Author : Poulomi Saha
Publisher : Columbia University Press
Page : 474 pages
File Size : 14,56 MB
Release : 2019-04-16
Category : Political Science
ISBN : 0231549644
In today’s world of unequal globalization, Bangladesh has drawn international attention for the spate of factory disasters that have taken the lives of numerous garment workers, mostly young women. The contemporary garment industry—and the labor organizing pushing back—draws on a long history of gendered labor division and exploitation in East Bengal, the historical antecedent of Bangladesh. Yet despite the centrality of women’s labor to anticolonial protest and postcolonial state-building, historiography has struggled with what appears to be its absence from the archive. Poulomi Saha offers an innovative account of women’s political labor in East Bengal over more than a century, one that suggests new ways to think about textiles and the gendered labors of their making. An Empire of Touch argues that women have articulated—in writing, in political action, in stitching—their own desires in their own terms. They produce narratives beyond women’s empowerment and independence as global and national projects; they refuse critical pronouncements of their own subjugation. Saha follows the historical traces of how women have claimed their own labor, contending that their political commitments are captured in the material objects of their manufacture. Her analysis of the production of historical memory through and by the bodies of women spans British colonialism and American empire, anticolonial nationalism to neoliberal globalization, depicting East Bengal between development economics and postcolonial studies. Through a material account of text and textile, An Empire of Touch crafts a new narrative of gendered political labor under empire.
Author : Sukla Das
Publisher : Abhinav Publications
Page : 246 pages
File Size : 39,61 MB
Release : 1992
Category : Design
ISBN : 9788170172642
Of All The Indian Handicrafts, Textiles Form A Class By Themselves Over Which The Rest Of The World Went Into Ecstasies From Time Immemorial.With An Enormous Store Of Myths, Symbols, Imagery And Inspiration From Other Art Forms Indian Textile-Craft Never Faced A Slump Or Stagnation.

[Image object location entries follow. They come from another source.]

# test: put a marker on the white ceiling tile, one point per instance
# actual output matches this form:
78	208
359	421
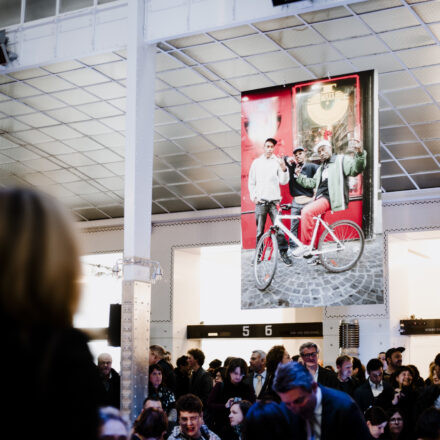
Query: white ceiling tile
37	120
421	56
67	115
188	112
251	45
99	110
108	90
20	154
63	66
103	156
28	73
269	62
100	59
428	12
192	40
203	92
61	132
11	125
50	84
389	19
296	37
348	27
83	144
232	68
14	108
43	102
18	90
278	23
355	47
117	70
407	38
222	106
318	53
234	32
90	128
181	77
209	53
75	97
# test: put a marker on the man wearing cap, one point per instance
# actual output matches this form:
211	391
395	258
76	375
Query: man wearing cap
301	196
266	174
331	187
394	361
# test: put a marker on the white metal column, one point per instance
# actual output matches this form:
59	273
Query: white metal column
138	272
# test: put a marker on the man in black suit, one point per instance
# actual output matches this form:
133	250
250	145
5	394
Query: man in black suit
316	411
375	391
309	353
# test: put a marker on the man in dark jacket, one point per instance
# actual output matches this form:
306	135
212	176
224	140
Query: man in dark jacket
110	380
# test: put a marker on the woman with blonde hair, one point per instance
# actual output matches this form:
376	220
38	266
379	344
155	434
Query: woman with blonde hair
47	362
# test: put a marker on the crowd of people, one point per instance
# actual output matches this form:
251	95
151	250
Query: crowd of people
278	396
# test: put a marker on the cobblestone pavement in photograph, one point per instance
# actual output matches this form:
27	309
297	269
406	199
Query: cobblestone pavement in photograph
305	285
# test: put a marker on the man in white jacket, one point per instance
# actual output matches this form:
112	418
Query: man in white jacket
266	175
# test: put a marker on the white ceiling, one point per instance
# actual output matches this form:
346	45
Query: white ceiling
62	126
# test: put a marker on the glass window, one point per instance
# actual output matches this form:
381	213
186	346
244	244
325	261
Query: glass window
36	9
10	13
73	5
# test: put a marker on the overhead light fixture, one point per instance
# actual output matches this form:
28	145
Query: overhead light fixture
5	55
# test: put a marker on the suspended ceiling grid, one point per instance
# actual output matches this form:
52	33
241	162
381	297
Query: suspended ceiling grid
62	126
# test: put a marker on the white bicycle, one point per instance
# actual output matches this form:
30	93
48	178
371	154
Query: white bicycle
339	247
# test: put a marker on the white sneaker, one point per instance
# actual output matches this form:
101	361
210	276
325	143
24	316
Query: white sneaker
300	251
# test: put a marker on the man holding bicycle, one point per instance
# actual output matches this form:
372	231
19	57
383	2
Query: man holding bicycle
331	187
266	174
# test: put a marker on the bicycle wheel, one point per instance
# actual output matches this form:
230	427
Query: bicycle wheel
265	260
341	248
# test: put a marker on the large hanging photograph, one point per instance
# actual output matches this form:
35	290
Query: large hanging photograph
311	218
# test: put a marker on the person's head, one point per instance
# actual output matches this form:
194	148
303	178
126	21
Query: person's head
196	358
395	421
104	364
155	375
394	358
401	377
277	354
300	155
157	353
152	424
152	402
324	149
112	425
377	420
375	370
428	425
344	365
296	388
190	412
40	266
309	353
266	420
257	361
236	370
269	146
238	412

On The Other Hand It Transcended From A Craft Identity To The Status Of An Art.With Shades Of Classicism, Folk Tradition And Regional Flavour The Rich And Unrivalled Fabrics Of India Have Rightly Been Called Exquisite Poetry In Colour .Indian Fabric Art Can Be Classified Into Three Broad Categories Woven, Painted Or Printed And Embroidered. Within This Broad Outline The Present Study Pinpoints The Historical Background Of Some Representative Forms Each Unique In Its Distinctiveness.A Search For Any Linkage With Allied Art Forms As Well As Their Socio-Cultural Significance Also Provides A New Perspective.Though Apparently Widely Dispersed In Contents, They Form A Composite Tapestry Of Indian Fabric Art Tradition And Call For More Scrutiny Before Our Precious Heirlooms Are Totally Submerged In The Tide Of The Synthetic Era. The Book Is Enriched By Illustrations Of Rare Specimens Of Historical Art Fabrics Collected From Different Museums In The Country. Coupled With Extensive References This Volume Spotlights A New Facet Of Indian Art Heritage Which Will Fascinate Both The Social Scientists As Well As The Connoisseurs Of Indian Art And Culture.
Author : Gopen Roy
Publisher :
Page : 62 pages
File Size : 46,34 MB
Release : 1989
Category : Embroidery
ISBN :
Traditional art of Bengal on needlework for quilting; includes some reproductions of designs.